Professor Noah Travis Phillips
Internet Art Cultures
May 11th, 2021
Exploratory Writing 7A
I find it interesting to explore NFTs, or Non-Fungible Tokens, as someone who creates digital art and wonders constantly about the accessibility of other artists' work. When an NFT is purchased of a tweet, image, or even sport highlight reel it becomes a uniquely tracked individual block within the blockchain and cannot actually be traded for something of the same value in the way that our 'physical' money can. Like a famous painting done by a historical master, NFTs are originals that can be loaned, traded for Ethereum or cryptocurrencies (this would be 'physical' money previously), or even just kept and admired. They are strictly digital, and while recreations and copies are often made and distributed throughout the World Wide Web, NFTs signify ownership of the original digital piece rather than any redistributions.
Because NFTs are limited to our digital realm and copies are extremely commonly spread over the internet, purchasing and proving that the NFT came from an original artist becomes a bit of a sketchy situation. You can't always trust what you read on the internet or something like that... On the other hand, when the contractual trade of the NFT is actually true and verified as original, it raises the value of all digital art. Digital pieces become a scarcity like original physical artworks because there is only one original. More so, it's the difference of seeing a band perform live in person versus listening to their Spotify tracks through your phone speakers.

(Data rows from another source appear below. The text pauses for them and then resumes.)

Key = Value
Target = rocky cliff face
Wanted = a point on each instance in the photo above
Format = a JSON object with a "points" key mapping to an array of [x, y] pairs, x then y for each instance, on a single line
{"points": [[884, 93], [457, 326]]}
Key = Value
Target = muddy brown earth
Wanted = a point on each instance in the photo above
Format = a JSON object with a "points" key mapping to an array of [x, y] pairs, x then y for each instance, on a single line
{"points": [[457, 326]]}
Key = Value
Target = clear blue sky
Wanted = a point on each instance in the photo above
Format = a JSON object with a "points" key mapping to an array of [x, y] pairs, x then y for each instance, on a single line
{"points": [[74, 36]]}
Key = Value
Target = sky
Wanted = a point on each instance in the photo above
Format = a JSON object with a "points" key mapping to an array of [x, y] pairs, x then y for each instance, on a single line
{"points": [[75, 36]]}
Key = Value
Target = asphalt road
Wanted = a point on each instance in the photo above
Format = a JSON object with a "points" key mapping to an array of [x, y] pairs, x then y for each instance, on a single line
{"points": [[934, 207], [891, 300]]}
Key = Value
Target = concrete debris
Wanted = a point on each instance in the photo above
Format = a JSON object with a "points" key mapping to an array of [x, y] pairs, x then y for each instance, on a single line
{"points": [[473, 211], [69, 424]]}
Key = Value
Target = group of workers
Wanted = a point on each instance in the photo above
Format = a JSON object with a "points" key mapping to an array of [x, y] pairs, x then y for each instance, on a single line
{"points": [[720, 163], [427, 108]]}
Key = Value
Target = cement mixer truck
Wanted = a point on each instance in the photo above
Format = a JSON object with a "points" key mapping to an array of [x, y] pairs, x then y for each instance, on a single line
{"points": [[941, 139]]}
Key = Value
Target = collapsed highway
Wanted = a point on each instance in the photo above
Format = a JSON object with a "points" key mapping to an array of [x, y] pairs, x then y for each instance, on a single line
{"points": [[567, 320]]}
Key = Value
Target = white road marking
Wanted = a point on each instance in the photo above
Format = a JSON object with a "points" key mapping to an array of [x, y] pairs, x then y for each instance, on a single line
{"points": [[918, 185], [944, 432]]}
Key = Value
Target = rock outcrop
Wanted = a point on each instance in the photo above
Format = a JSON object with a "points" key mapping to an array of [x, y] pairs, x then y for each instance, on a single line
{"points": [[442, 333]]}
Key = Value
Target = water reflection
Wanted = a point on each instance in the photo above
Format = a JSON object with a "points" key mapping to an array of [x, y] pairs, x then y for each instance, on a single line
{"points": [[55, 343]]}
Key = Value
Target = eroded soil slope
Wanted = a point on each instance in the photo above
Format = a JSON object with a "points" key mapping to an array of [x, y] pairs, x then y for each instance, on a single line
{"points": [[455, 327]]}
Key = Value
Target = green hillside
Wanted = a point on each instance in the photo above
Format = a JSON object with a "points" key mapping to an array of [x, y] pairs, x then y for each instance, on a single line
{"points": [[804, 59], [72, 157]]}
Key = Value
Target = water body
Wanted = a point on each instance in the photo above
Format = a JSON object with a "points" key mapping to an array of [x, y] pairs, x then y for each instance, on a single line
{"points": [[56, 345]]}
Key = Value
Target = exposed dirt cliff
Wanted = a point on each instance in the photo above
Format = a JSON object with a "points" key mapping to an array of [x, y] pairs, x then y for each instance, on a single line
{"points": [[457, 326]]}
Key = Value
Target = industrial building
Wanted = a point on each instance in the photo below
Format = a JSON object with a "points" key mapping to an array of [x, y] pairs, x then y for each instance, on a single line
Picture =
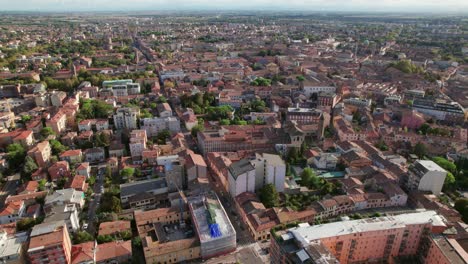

These digital worlds have been continuously growing, expanding, innovating throughout my entire lifetime and NFTs has become another new branch that currently is not widely nor incredibly understood. Historically, even computers were considered niche or were nowhere near as common and regular as they are now, but it took people time to learn these new advancements. Once something becomes widely accessible, it often slowly becomes normalized as well. Currently, NFTs are seen as scary and confusing to most, but the implications of benefits for all digital artists continues to strengthen the case for supporting them. This goes even further into the controversy surrounding the environmental impacts of NFTs, when minting an NFT would not actually alter a computer's consumption. NFTs can protect artists and provide an extra sense of security for their original pieces and their finances, especially when locked into a situation where the NFT cannot be reproduced physically even by the 'owner.'
Ownership can be been a strange and kind of uncomfortable topic for artists, and with the growth of digital art and media this only becomes more difficult to oversee or control. Because of the culture and lifestyle commonly follow in the United States, there is a large emphasis on ownership - whether it be property, the latest overpriced designer purse and shoes, or art. This typical and historic American Dream almost surrounds the concept of owning the most or best of a thing. In the grand scheme of understanding US culture and economics, NFTs feel like an open opportunity to store and hide money that someone maybe is not supposed to have... a new offshore account or even a more discreet way to launder, only it's an ownership certificate and a gif.